He says that due to unchecked pollution from agricultural sources, not a single lake in the Waikato now remains suitable for simple summer contact activities such as swimming.

“ Recent mass cattle deaths from drinking lake water suggest the Waikato lakes’ water quality is very poor indeed - far worse than Rotorua’s.”

Dyer says the sewage-contaminated waters of Lake Waikare flow into the internationally recognized, Ramsar-Convention protected Whangamarino Wetland.

"What does internationally recognized mean?
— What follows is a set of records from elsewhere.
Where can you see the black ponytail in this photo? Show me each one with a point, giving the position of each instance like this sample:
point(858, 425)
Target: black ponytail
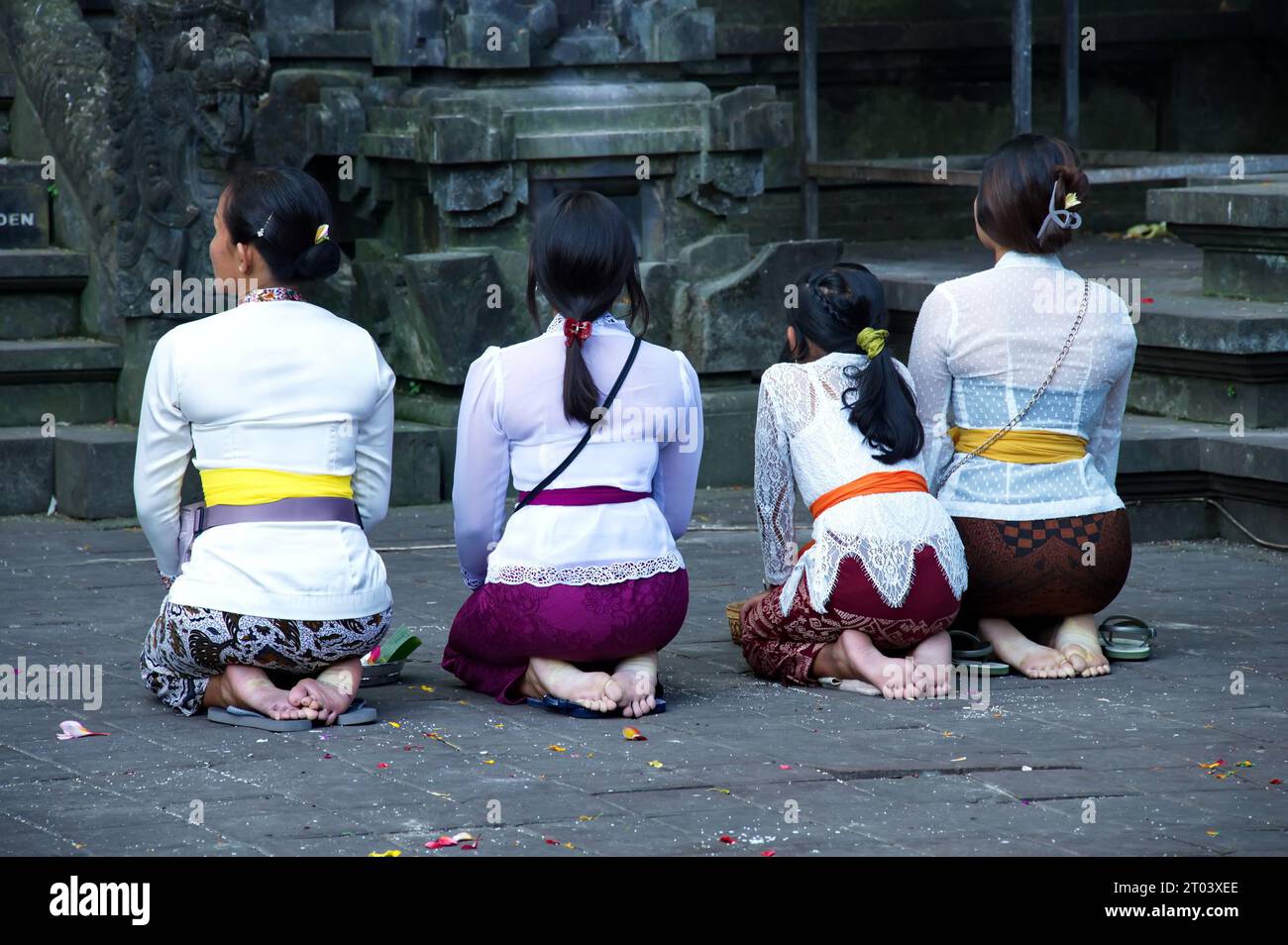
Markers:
point(583, 258)
point(279, 211)
point(835, 305)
Not a lot, apparently", says Dyer.

He says the final destination of these combined flows, sewage-pollution, thousands of tons of farm derived cow manure, fertilizer and silt, is the Waikato River.

"If the treated sewage were discharged directly into the Waikato River, bypassing the lake and wetland, the added cost would likely only be nominal to the total cost.
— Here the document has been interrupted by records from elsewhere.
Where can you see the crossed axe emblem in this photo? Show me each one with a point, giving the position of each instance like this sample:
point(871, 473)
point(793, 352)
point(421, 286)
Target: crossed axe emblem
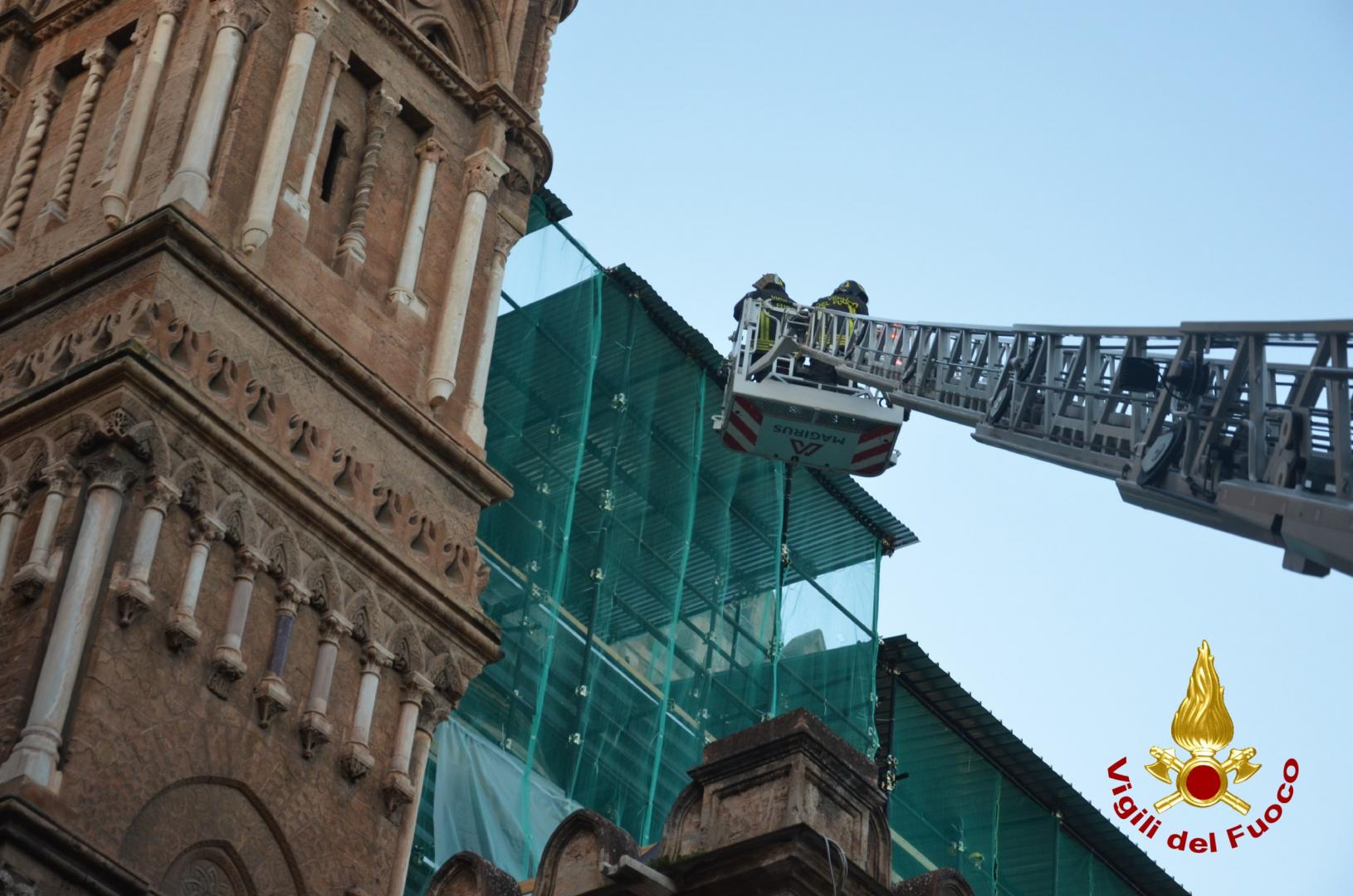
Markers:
point(1202, 780)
“But the dilution compared with the lake and wetland, would be 1,000-fold more", says Dyer "and the effects therefore 1,000-times less".

"There is nothing clean and green about stinking, rotting thick brown "porridge.”

People have until April 15 to object, and John Dyer asks that they "send a strong message to Environmental Waikato that this application to pump sewage into an already stagnant lake is no longer to be tolerated in the 21st century.”